Николай Эрдман вошел в советскую литературную традицию как автор «Мандата» и «Самоубийцы» – пьесы, объяснившей целому поколению интеллигенции, «почему мы еще живы», и ставшей тем самым как бы прощанием автора со своим даром. Не забудем, что, услышав 12 октября 1933 года об аресте Эрдмана за басни (его и Владимира Масса увезли прямо из Гагр, со съемок «Веселых ребят»), Булгаков «ночью… сжег часть своего романа» (о дьяволе)[238]. Но при всем сходстве язвительного склада ума обоих, при их взаимной симпатии и блестящем собеседничестве (Булгаков, как известно, даже написал личное письмо Сталину в защиту Эрдмана) Эрдман по натуре тяготел к другому жанру, расцветавшему в иные моменты истории, но так и не конституированному отечественной традицией. И дело не только в том, что ему явно не хватало благородного графоманства, просто он любил короткий метр и легкий жанр. Если Булгаков сочинял либретто для опер, то Эрдман – для оперетт. Он был, как сказали бы теперь, плейбоем: любил бега, коньяк, женщин и женился на балеринах. Если бы в России могла состояться кабаретистская культура, временно расцветавшая в «позорное и проклятое» и в 20-е, он безусловно стал бы ее Charming Prince[239]. Но железная метла соцреализма, увы, вымела всю эту блестящую, а иногда мишурную тулузлотрековщину на малоуважаемую советскую эстраду, и лишь в отдаленной перспективе конца века стало очевидно, что «клоуны» наподобие Райкина рассказали нам больше правды о нас самих, нежели их куда более уважаемые коллеги в высоком искусстве. Со своей стороны, авангард, клявшийся низкими жанрами, не узнал их в лицо в тех немногих случаях, когда они о себе заявили. Все это вместе сделало Эрдмана, даже вписанного в титры «Волги-Волги», таким же невидимкой, как почтальон в известной патер-брауновской новелле Честертона. Между тем как знакомство с «исходником» делает очевидным объем его участия в работе над сюжетом и текстом сценария.
Бывалов на пароходе «Севрюга».
Разумеется, у авторов первоначального варианта, посещавших Голливуд, был свой запас юмора, трюков и гэгов. Все же я хочу остановиться на некоторых вполне гипотетических мелочах, которые могли послужить толчком для воображения Эрдмана.

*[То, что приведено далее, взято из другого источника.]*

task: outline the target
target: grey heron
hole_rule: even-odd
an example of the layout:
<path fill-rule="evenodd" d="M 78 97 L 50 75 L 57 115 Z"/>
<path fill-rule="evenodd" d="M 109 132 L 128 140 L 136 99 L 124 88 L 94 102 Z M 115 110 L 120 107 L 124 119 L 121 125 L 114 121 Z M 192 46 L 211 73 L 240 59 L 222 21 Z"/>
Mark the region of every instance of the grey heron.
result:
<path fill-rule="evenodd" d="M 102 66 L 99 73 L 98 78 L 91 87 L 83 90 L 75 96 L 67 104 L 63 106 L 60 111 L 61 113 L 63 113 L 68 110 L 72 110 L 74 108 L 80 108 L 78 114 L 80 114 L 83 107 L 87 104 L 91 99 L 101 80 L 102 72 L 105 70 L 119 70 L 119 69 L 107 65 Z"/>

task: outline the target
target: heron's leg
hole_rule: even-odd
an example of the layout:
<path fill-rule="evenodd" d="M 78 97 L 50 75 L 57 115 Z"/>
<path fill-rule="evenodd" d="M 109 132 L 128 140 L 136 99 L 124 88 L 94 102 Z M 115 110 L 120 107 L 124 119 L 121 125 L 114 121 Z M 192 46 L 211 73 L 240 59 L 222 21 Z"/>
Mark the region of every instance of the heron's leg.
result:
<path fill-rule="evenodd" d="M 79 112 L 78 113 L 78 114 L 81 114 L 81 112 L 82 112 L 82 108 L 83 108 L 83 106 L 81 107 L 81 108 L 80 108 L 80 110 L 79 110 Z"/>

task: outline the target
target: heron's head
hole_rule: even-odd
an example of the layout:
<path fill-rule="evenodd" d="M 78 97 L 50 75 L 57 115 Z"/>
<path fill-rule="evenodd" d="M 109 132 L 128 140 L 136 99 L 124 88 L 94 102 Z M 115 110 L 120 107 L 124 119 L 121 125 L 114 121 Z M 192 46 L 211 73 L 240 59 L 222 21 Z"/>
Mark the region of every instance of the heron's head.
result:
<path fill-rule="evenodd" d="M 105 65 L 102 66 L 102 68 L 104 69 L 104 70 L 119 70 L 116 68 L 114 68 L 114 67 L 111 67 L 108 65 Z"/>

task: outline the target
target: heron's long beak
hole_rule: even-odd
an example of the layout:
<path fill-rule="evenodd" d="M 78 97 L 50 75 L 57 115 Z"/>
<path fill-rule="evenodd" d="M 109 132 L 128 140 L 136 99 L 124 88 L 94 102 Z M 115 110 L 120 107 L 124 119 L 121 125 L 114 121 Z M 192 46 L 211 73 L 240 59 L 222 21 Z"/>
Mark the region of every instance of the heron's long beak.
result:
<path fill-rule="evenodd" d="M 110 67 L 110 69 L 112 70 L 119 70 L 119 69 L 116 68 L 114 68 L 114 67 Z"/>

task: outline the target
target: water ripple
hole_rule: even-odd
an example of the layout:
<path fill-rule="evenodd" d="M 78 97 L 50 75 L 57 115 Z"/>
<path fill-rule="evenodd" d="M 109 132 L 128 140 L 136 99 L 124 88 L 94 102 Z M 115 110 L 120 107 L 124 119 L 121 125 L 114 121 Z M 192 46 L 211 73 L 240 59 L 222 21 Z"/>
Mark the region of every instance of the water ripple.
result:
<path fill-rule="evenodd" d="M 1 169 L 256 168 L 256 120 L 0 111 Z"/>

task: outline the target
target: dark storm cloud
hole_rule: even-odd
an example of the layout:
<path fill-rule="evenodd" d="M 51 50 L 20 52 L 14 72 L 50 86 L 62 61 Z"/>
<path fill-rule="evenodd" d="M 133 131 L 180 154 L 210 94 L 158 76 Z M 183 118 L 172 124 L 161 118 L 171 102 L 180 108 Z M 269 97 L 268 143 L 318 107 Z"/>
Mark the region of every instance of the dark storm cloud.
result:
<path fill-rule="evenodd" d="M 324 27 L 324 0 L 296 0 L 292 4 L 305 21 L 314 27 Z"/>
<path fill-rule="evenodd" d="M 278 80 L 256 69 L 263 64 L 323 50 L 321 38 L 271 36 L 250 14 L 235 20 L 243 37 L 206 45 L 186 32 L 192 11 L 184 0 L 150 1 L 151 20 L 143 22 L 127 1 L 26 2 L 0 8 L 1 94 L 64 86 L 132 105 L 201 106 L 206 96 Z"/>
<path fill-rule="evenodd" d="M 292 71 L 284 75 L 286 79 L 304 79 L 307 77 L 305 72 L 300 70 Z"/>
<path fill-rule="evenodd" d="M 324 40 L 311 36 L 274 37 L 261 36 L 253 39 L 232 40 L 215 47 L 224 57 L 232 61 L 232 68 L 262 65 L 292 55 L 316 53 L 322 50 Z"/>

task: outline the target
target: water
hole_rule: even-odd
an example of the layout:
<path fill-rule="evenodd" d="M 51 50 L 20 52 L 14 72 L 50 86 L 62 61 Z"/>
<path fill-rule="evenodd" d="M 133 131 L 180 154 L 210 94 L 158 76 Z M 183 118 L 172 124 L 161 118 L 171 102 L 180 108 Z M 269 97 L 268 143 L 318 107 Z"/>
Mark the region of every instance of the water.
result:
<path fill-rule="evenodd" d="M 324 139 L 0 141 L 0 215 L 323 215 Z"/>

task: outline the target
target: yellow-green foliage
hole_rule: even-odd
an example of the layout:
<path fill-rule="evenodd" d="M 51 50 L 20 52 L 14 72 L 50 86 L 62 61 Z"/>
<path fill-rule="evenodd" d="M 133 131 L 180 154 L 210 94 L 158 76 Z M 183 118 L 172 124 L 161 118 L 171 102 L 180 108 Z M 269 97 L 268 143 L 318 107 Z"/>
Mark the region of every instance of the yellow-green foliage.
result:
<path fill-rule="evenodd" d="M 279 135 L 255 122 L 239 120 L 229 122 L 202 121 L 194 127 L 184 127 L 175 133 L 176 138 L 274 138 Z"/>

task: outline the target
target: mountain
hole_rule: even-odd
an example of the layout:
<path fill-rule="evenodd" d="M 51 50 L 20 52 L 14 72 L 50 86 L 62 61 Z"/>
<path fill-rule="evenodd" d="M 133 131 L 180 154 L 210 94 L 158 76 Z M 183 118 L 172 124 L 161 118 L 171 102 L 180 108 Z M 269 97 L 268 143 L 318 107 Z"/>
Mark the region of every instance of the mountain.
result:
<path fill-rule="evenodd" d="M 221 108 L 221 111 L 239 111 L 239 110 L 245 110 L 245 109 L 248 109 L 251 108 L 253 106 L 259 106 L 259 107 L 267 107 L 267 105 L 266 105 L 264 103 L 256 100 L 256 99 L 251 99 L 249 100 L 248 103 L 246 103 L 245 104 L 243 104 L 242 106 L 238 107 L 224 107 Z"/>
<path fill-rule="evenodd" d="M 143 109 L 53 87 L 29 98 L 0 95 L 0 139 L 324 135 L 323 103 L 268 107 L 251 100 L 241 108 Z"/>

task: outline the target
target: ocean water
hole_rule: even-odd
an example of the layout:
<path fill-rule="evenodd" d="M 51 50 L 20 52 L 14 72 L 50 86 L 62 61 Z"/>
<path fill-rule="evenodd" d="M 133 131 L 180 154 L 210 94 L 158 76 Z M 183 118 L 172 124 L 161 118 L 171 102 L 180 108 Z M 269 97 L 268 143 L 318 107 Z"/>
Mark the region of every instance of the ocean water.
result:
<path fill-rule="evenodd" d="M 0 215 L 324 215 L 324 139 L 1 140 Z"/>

Думаю, что в «Волге-Волге»-2 очевиден непредвзятому глазу юмор далеко не безобидный, который вполне условно я назвала бы «эрдмановским слоем». Провинция и ее бюрократия после трех лет ссылки была хорошо ему знакома, а взгляд «Мамина-Сибиряка» не терял зоркости[240]. Вся в целом Мелководия, сменившая в новом варианте сценария добропорядочный советский город Камышов, я думаю, была эрдмановской.
Начнем с самого сюжета путешествия на олимпиаду. В письме к матери, предшествующем сообщению об александровском предложении, драматург пишет, что трудколония «Чекист» (как, однако ж, ему везло на это ведомство!) предложила ему большую работу, но вот беда: они уезжают в Москву на олимпиаду[241]. Случайное совпадение.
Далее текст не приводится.